Best and Worst Presents

I had an impromptu dinner with a friend the other night and said to her: "Oh, there was this great gift I didn't buy you today. It was a Lego Architectural series of the Empire State Building."

"That was a great gift not to get me." She said.

See my friend collects little metal buildings of icons like the Empire State Building, Eiffel Tower, etc. Of course, these days she collects lots less of anything since she, too, moved into a small, downtown condo. And the Lego, though sleek and wonderful-looking was real off topic. (Not a metal souvenir. Something I might like better than she would, etc.) Collections can begat gifts like that. Gifts that are not, in and of themselves, stupid (like Billy Bass, but we aren't going to talk about bad gifts I've received) but just, well, not right for the person at the moment. I'd just given her the idea of the gift, a laugh. We aren't really exchanging gifts this year.

I've written before about gifts...here in the Journal of Unintended Consequences (a dormant blog I intend to revive any day now) and here in this blog about the economics of gifts.

Today I'm just talking about specific things that I remember giving or getting that were especially egregious or particularly wonderful for some reason.

Some wonderful gifts I've given: a laundry basket with pop-up legs; a check to a Junior College for an extension class in loom weaving; and some iPod Touches (this season); a very tiny loose leaf Filofax (in the pre-PDA and Smartphone era); a bunch of Nissan stainless commuter cups. I can't really remember too many others that worked out so well that I gave someone. It was just the right gift at the right time to the right person. Or so it seemed. I'm sure there have been others. And many of the opposite kind.

Some wonderful gifts I've received: many books I wanted or would have if I'd known they'd existed; a Buzz Lightyear room protector; a gadget with a handle that becomes legs to hold tennis ball waist-high and is a wire cage with the wires just far enough apart to compress a tennis ball and let it in and not out.
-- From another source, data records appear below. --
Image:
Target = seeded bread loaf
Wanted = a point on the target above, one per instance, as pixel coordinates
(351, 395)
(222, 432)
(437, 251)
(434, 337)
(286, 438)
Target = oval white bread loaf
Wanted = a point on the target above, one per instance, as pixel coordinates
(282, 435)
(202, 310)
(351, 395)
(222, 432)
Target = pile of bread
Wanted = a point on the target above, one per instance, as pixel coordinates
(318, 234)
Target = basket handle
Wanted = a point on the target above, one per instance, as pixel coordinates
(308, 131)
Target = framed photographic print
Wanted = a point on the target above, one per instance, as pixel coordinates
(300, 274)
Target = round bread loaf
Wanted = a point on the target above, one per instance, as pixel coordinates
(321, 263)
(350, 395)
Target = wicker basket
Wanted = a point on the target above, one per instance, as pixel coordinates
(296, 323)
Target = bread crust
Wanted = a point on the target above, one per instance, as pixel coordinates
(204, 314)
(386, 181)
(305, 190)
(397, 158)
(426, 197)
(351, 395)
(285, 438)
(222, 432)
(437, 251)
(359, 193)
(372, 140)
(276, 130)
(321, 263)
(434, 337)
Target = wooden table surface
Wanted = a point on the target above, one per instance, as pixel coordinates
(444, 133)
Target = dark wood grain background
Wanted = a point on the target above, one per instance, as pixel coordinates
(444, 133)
Some truly awful gifts I've given: a talking bathroom scale; a Melita drip coffee maker; various electronics (answering machine, VCR, etc.) to my in-laws who don't do well with technology. This year, though, they ask for TV ears and FFP bought them, charged them and set them up and it seems to be going over well.

Ah, well, money, gift certificates (although they can be to the wrong place or for the wrong thing) and booze (although, you know, the right booze and for a drinker) always seem to fit.

For a couple of years in the old (big) house, FFP and I would wrap up books for each other...that we found on the shelves in the house. There were often some pleasant surprises.

To say that gift giving is fraught with peril, or was in the days before the very specific on-line wish list, is an understatement. But I do like the look of gaily-wrapped gifts.

[Picture is from 2005 when we still lived in the 'big house.' No tree but a decorated glass and wrought iron table with presents on it.] There is a large, flat present in the foreground. What in the world was in there?]